Teresa Cruz-Bustos et al. Sci Rep. .

Abstract

The apicomplexan parasite Cystoisospora suis is an enteropathogen of suckling piglets with woldwide distribution. As with all coccidian parasites, its lifecycle is characterized by asexual multiplication followed by sexual development with two morphologically distinct cell types that presumably fuse to form a zygote from which the oocyst arises. However, knowledge of the sexual development of C. suis is still limited. To complement previous in vitro studies, we analysed transcriptional profiles at three different time points of development (corresponding to asexual, immature and mature sexual stages) in vitro via RNASeq.
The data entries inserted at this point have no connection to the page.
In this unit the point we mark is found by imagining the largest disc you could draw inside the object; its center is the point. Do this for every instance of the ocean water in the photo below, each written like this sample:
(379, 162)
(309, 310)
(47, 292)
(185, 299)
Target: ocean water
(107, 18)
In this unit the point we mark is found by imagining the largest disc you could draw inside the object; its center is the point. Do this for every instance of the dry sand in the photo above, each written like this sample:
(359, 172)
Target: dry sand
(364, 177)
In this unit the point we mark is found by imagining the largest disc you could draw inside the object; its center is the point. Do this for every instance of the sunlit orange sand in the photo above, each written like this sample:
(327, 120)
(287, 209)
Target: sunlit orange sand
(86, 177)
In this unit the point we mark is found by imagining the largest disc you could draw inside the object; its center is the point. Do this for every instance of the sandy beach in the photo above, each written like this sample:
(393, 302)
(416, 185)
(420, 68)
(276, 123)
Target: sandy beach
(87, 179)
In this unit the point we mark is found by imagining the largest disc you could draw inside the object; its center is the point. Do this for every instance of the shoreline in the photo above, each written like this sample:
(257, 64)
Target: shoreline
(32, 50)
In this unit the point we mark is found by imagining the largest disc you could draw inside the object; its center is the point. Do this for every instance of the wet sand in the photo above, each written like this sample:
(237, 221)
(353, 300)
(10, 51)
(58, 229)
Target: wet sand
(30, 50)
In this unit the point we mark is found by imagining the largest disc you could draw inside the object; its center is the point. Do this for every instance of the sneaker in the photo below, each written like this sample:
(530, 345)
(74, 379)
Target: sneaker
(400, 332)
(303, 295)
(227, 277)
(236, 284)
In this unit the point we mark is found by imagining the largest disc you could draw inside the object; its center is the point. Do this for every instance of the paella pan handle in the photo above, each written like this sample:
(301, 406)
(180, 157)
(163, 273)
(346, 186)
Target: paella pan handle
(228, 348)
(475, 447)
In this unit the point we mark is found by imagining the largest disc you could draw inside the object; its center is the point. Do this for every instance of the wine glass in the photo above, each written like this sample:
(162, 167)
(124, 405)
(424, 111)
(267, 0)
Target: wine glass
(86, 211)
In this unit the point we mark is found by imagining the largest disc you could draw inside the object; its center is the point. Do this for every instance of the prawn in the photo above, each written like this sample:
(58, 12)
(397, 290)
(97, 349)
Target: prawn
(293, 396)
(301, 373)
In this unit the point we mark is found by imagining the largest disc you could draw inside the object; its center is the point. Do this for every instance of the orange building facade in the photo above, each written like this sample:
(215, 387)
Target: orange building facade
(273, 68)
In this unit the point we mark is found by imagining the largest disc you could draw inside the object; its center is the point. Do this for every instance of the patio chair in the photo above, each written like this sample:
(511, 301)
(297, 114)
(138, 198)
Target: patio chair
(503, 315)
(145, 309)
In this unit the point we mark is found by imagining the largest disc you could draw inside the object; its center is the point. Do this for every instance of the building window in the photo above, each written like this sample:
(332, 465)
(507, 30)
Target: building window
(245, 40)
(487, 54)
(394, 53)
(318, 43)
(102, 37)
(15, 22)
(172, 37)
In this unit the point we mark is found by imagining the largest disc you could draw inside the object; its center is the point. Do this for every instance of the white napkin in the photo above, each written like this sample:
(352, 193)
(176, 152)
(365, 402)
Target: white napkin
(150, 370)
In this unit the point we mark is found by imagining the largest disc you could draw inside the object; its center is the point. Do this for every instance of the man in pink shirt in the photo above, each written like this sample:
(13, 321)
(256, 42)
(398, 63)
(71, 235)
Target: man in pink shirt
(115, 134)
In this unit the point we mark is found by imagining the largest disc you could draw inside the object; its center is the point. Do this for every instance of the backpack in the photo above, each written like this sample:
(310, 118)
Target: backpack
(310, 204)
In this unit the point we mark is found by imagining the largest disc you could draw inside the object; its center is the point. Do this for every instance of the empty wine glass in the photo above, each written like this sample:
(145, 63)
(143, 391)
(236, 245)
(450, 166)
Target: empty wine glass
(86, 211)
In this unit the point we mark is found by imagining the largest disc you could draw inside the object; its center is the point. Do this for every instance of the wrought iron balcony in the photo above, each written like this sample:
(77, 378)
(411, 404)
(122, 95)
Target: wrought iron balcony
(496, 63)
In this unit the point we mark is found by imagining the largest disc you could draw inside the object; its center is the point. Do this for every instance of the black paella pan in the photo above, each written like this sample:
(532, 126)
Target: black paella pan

Overall, transcription of genes encoding proteins with important roles in gametes biology, oocyst wall biosynthesis, DNA replication and axonema formation as well as proteins with important roles in merozoite biology was identified. A homologue of an oocyst wall tyrosine rich protein of Toxoplasma gondii was expressed in macrogametes and oocysts of C. suis. We evaluated inhibition of sexual development in a host-free culture for C. suis by antiserum specific to this protein to evaluate whether it could be exploited as a candidate for control strategies against C. suis. Based on these data, targets can be defined for future strategies to interrupt parasite transmission during sexual development.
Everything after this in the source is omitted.